Let me just say that foreigners completely dominated the Oscars last night. The viewing was held at S’s apt as usual, but this time it was I who provided the meal for a change. And when I provide the meal it of course means that it’s a bucket of KFC original recipe with potato wedges and mashed potatoes. S is the only person who will split a KFC bucket with me since I guess he is the only other person who doesn’t get grossed out by it — oh, and Carrie Bradshaw.
Anyway, I will spend $20 on a bucket of KFC if S will eat it, since he always feeds me and I owe him a million meals, but I can only justify spending that much money on food if he will eat it; I would never spend $20 on a meal on myself. So imagine my rage when S refuses to eat it at first and threatens to order something else.
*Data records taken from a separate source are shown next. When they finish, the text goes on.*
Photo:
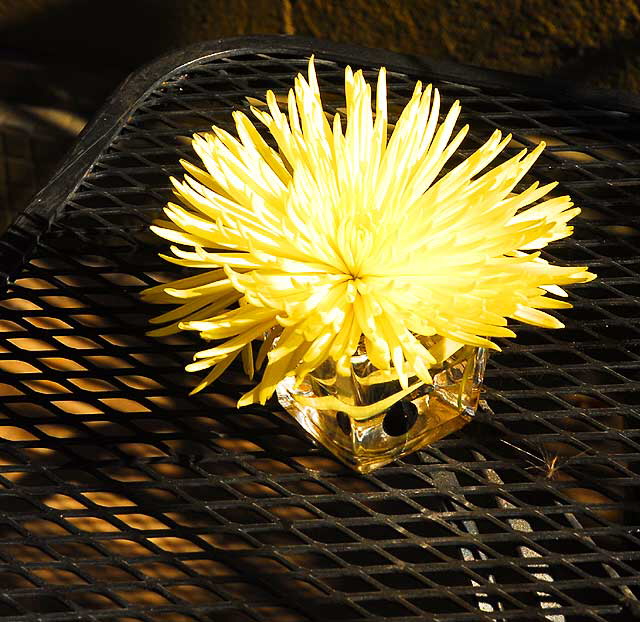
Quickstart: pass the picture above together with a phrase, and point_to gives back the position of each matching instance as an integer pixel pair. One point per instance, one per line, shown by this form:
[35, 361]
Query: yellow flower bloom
[343, 234]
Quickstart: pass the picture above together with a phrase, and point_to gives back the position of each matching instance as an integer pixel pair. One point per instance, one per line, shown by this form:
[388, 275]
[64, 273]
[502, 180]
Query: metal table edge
[27, 228]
I threw a complete fit, screaming YOU BETTER FUCKING EAT THAT CHICKEN, YOU BETTER FUCKING FINISH THOSE THIGHS BECAUSE I BOUGHT THIS ENTIRE BUCKET FOR YOU. I’m pretty sure everyone else in the room thought I was psycho, but really I’m just poverexic.
And then as if that weren’t enough, S nearly throws out a half-eaten pint of chocolate Haagen Daz, and I yell hysterically as he’s putting it in the trash can, ARE YOU FUCKING THROWING THAT AWAY!?!??!? ARE YOU FUCKING THROWING OUT AN ENTIRE PINT OF HAAGEN DAZ?!?!?! THAT CAN FEED ME FOR TWO WHOLE DAYS!!!!!!!!!!!!
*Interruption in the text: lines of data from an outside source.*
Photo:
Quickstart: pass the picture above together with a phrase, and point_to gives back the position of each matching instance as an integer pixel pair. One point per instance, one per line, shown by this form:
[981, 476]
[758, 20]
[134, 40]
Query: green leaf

I was in a room full of bankers, none of whom appreciate the value of food, and that combined with the fact that Penelope “I can’t-speak-English-worth-shit” Cruz won best supporting actress made me so pissed that I just took a random danish that I found on S’s living room table and stuffed it in my purse.
Anyway, the point of that story was that I now have enough food to last me through the rest of the week.